Arab societies as a whole missed the opportunity in 2003 to seriously explore the root issues that defined the crisis over Iraq: Arab autocracy and the centralized, sometimes brutal, monopoly on power; the misappropriation of public funds by unelected, unaccountable governments; the lack of policy options suggested by independent institutions in society, such as research centers, the mass media, political parties and universities; regimes that seem to persist more because of the support of foreign powers than a mandate from their own citizens; a numbing tradition of foreign military intervention in the Middle East, both to change individual regimes and to redraw maps and agendas on a wider regional scale; the persistent conflict with Israel and its impact on the entire region; and a broad inability of the Arab economies to develop their human and natural resources in order to contribute to the global economy more meaningfully than simply as a source of energy that was put into the ground by divine creation and geological serendipity and is pumped out of the ground by foreign oil companies.
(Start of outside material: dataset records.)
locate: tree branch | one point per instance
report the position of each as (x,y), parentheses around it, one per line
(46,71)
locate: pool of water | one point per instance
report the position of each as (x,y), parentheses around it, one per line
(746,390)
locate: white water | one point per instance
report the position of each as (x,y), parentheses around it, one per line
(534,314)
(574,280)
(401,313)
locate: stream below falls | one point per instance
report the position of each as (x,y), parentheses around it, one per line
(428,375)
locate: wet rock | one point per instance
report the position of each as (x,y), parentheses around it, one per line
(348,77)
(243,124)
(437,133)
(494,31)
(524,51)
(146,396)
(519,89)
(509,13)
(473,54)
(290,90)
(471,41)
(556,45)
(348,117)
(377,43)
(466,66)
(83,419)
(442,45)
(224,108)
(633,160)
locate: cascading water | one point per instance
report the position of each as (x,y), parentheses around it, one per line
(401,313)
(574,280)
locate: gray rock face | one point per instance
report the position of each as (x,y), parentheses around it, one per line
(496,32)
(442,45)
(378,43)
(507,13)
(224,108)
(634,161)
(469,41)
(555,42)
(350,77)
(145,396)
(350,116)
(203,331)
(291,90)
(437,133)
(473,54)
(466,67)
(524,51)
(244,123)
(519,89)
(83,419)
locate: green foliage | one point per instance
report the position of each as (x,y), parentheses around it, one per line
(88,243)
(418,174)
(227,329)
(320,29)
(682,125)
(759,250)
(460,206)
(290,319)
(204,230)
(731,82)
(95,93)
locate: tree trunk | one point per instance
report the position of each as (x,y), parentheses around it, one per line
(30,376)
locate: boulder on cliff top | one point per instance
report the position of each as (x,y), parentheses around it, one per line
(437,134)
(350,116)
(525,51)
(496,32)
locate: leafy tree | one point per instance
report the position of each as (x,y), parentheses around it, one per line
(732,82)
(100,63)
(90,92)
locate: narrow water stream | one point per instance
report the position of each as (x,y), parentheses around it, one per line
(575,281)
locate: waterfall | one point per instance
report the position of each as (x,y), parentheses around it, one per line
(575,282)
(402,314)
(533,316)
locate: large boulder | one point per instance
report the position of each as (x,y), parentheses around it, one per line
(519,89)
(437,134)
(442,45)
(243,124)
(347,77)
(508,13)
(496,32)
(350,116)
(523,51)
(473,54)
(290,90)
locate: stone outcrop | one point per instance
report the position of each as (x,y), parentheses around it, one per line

None of these issues were seriously or systematically explored in a public manner in the Arab region during the past year, despite some courageous attempts to do so here and there. The key relationships between citizen and state, Arabs and Israelis, Arabs and America, and among the many different religious, ethnic and national groups within the Arab region, begged to be examined and fixed, but were largely ignored. Consequently, the conflicting forces, policies and sentiments that swirled through the region again highlighted the Arab capacity to manage tensions and crises without resolving any of their root causes. More troublingly, as long as these root causes of Arab tensions and conflict persist, the region will continue to suffer the problems that have defined it in recent decades.

The challenges facing Arab societies and governments were already enormous and complex before this year, and have now become even more complicated due to the impact of the Anglo-American war and regime change in Iraq. If change in the Arab world in the new year and beyond is to be driven and defined largely by Anglo-American dictates, we are likely to suffer tensions and conflicts for years to come. If, instead, the institutions of Arab society can rise to the challenge and bring about real reform that responds to indigenous values and rights, this region might finally achieve the lasting stability and prosperity that is the right of its citizens.